Quel est l'accueil réservé à votre livre ?

Un accueil très positif ! Depuis que les premières pages de La Barbe ont été mises en ligne, les lecteurs disent tous à peu près la même chose, à commencer qu’ils voudraient en savoir plus ! Faire tenir dix années si chargées sous ce format a été un défi… Mais, comme les éditeurs, je tenais à ce que mon récit soit accessible au plus grand nombre, et qu’il fasse preuve d’une certaine pédagogie, sans tomber dans le manuel. J’ai travaillé la forme jusqu’à trouver une énergie qui me ressemble. Bien que le sujet puisse paraître on ne peut plus sérieux, les lecteurs me disent avoir beaucoup ri. Ils sortent dépaysés de ces pages où l’on voyage dans la tête d’un jeune homme désœuvré autant qu’à travers un univers méconnu : le monde musulman, des mosquées parisiennes aux grands lieux de rassemblement du sous-continent indien. Enfin ‒ et c’est peut-être ce qui me touche le plus ‒, on me lit d’une traite. J’y vois – même si le livre est court – le signe que j’ai su trouver le bon tempo. C’est d’ailleurs ce que souligne d’emblée la première critique, réalisée par Jacques Munier sur France Culture…

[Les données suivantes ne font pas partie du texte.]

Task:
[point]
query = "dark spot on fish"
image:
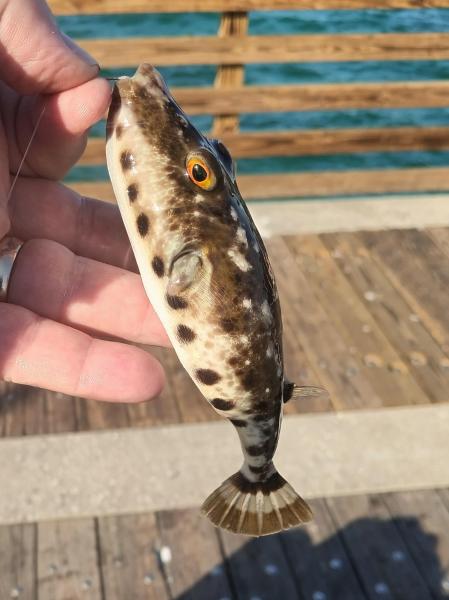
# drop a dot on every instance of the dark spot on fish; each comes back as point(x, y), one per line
point(249, 380)
point(176, 302)
point(221, 404)
point(127, 160)
point(234, 361)
point(272, 484)
point(143, 225)
point(207, 376)
point(259, 470)
point(257, 449)
point(133, 192)
point(228, 325)
point(158, 266)
point(262, 407)
point(185, 334)
point(259, 418)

Que pensez-vous des amalgames pratiqués en France (et dans le monde) autour de l’islam ?

L’amalgame, qui un réflexe partagé (le monde musulman ne manque pas, lui non plus, de juger « l’Occident » en bloc), est toujours le fruit de l’ignorance ou de l’incompréhension. La méconnaissance se corrige par la connaissance, et la connaissance s’acquiert par l’apprentissage ; mais pour apprendre, il faut avoir envie de connaître l’autre… J’écris dans La Barbe, de manière volontairement provocatrice : « Pour beaucoup, distinguer deux musulmans, c’est comme distinguer deux Chinois : trop compliqué » ; on cède à la facilité en se soumettant au dictat de la peur qui, comme chacun sait, paralyse. Faisons un effort : tous les « Asiatiques » ne sont pas « Chinois » (au passage : beaucoup sont Français), tous les « Arabes » ne sont pas « musulmans », et vice versa.Pour que les gens cessent d’étiqueter leur prochain, il faudrait un travail d’éducation général qui ne peut qu’être encadré par l’École et les médias. Ces derniers, souvent prompts à caractériser les individus en fonction d’une supposée origine « ethnique » ou sociale, devraient être soumis à une neutralité plus grande. Nos identités sont plurielles : je suis Parisien, d’origine algérienne, un peu kabyle, mais aussi écrivain, baby-sitter, amateur de foot, presbyte, en couple, etc. Et je peux devenir autre chose : il y a des vies dans la vie.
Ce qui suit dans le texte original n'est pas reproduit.